Heute ist der Verfassungsschutzbericht Nordrhein-Westfalen für das Jahr 2013 vorgestellt worden. In der dazugehörigen Pressemitteilung geht Innenminister Jäger ausführlich auf die Gefahren durch Salafisten, deren Zahl sich in NRW erhöht hat, und Rechtsextremisten ein. Zwei Besonderheiten, die sich im Bericht des Verfassungsschutzes finden, werden in der Pressemitteilung nicht erwähnt. Der Verfassungsschutz hat „Konsequenzen“ aus der Aufdeckung des „Nationalsozialistischen Untergrund“ gezogen, und erläutert diese im aktuellen Bericht. Außerdem äußert sich der Dienst im Kapitel „Spionageabwehr“ zum Themenkomplex NSA und Überwachung.

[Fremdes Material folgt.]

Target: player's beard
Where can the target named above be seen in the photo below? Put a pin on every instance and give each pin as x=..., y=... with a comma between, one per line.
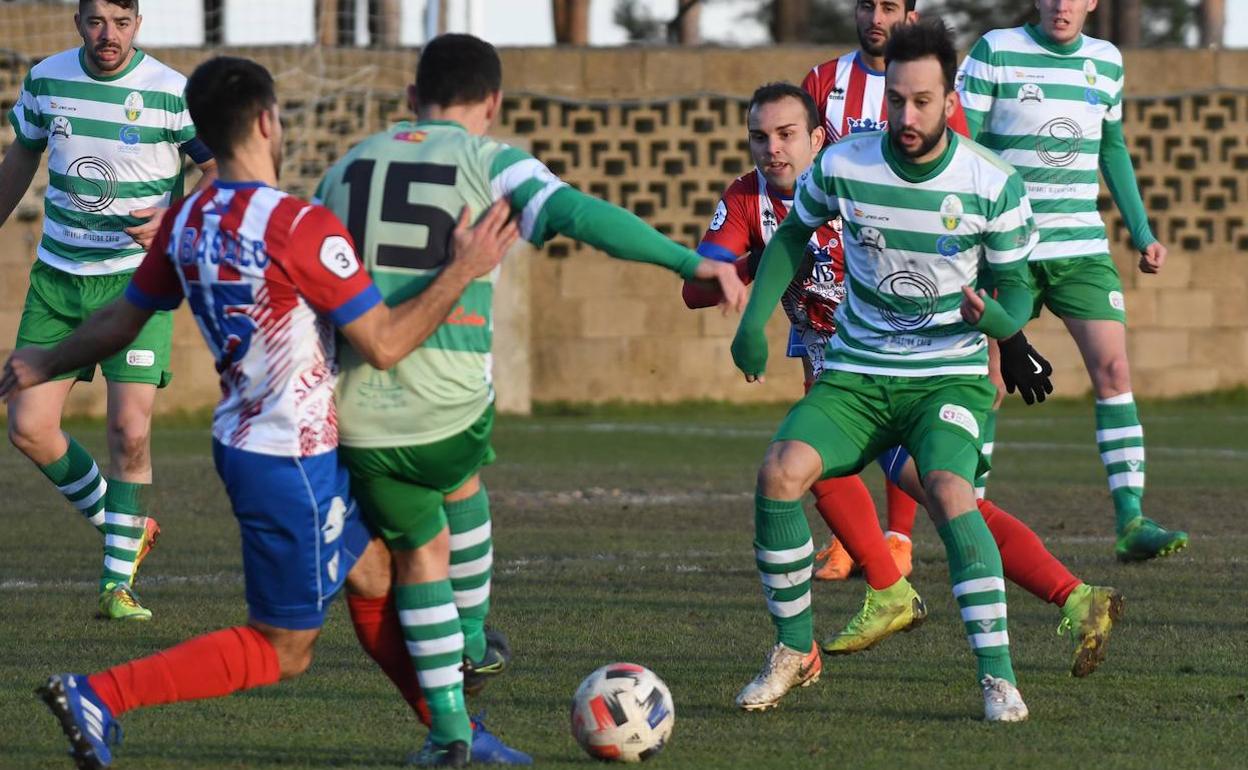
x=925, y=146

Die Lehren der Verfassungsschützer aus dem NSU-Skandal sind äußerst dünn und werden in blumigen Worten dargestellt. Es soll eine verbesserte parlamentarische Kontrolle des Geheimdienstes erfolgen, es wurden (endlich) Regelungen für den Einsatz von V-Leuten festgelegt, und in Zukunft sollen Polizei und Verfassungsschutz intensiver zusammen arbeiten. Das Bundesamt für Verfassungsschutz soll dabei eine „Zentralstellenfunktion“ einnehmen. Gerade der letzte Punkt ist äußerst bedenklich, so waren Geheimdienste und Polizei in Deutschland doch mit guten Grund über Jahrzehnte getrennt. Im Zuge der Antiterrorgesetze nach dem 11. September 2001 fand schon eine schleichende Verschmelzung auf diesem Gebiet statt. Das breite Reformbedürfnis, das nach der Aufdeckung des NSU-Skandals an die Sicherheitsbehörden heran getragen wurde, scheinen diese in ihrem Sinn nutzen zu wollen. Die deutschen Sicherheitsbehörden bedürfen noch immer einer umfassenden Reform, bei der kein Stein auf dem anderen bleibt.
Die zweite Besonderheit im Verfassungsschutzbericht betrifft die Aufdeckung, der Spionagemaßnahmen durch NSA und GCHQ. Kurz wird berichtet, was der VS aus der Presse über den Spionageskandal erfahren hat, um dann seine eigenen Informationen preis zu geben:
Der Verfassungsschutz des Landes Nordrhein-Westfalen verfügt über keine eigenen Informationen zu den in den Medien gegenüber der NSA und anderen Nachrichtendiensten erhobenen Vorwürfen, insbesondere über technische Details zu den Angriffen. Die Landesregierung hat das Bundesministerium des Inneren zudem wiederholt auch zu der Frage angeschrieben, inwieweit dort Erkenntnisse zu einer Überwachung der Parlamentskommunikation oder der Kommunikation der Landesverwaltung in Nordrhein-Westfalen durch ausländische Nachrichtendienste vorliegen. Diese Schreiben sind jeweils in der Weise beantwortet worden, dass dem Bundesministerium des Inneren keine Erkenntnisse vorliegen.
Das ist wirklich schwach! Der Verfassungsschutz in Nordrhein-Westfalen weiß nichts über Spionagemaßnahmen aus den USA und Großbritannien und flüchtet sich in Anfragen beim Bund.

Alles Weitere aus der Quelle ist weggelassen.